Geplante Regelungen des Gesetzes
Der Gesetzentwurf sieht nun vor, dass ein individueller Auskunftsanspruch besteht, wonach die Kriterien für die Festlegung des eigenen Entgelts und für die Festlegung gleichwertiger Tätigkeit erfragt werden können. Dieser Anspruch bezieht sich auch darauf zu erfahren, wie denn der Verdienst einer Vergleichsgruppe von fünf Beschäftigten des anderen Geschlechts mit gleichwertiger Tätigkeit aussieht – wobei der Begriff „gleichwertige Tätigkeit“ nicht näher beschrieben ist.

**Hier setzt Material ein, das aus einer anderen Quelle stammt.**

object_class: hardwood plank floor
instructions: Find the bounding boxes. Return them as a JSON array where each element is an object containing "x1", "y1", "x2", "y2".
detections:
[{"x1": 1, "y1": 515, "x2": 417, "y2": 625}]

Der Gesetzentwurf sieht sodann vor, dass bei Nichterfüllung der Auskunftspflicht oder unvollständiger Auskunft durch den Arbeitgeber eine Benachteiligung mit entsprechender Beweis-lastumkehr vermutet wird. Sofern mehr als fünfhundert Arbeitnehmer beschäftigt werden, ist der Arbeitgeber verpflichtet, verbindliche Verfahren zur Überprüfung und Herstellung von Entgeltgleichheit durchzuführen und darüber Berichte zu verfassen. Dass so etwas höchst bürokratisch wirkt und einen erheblichen Verwaltungsaufwand nach sich zieht, liegt auf der Hand.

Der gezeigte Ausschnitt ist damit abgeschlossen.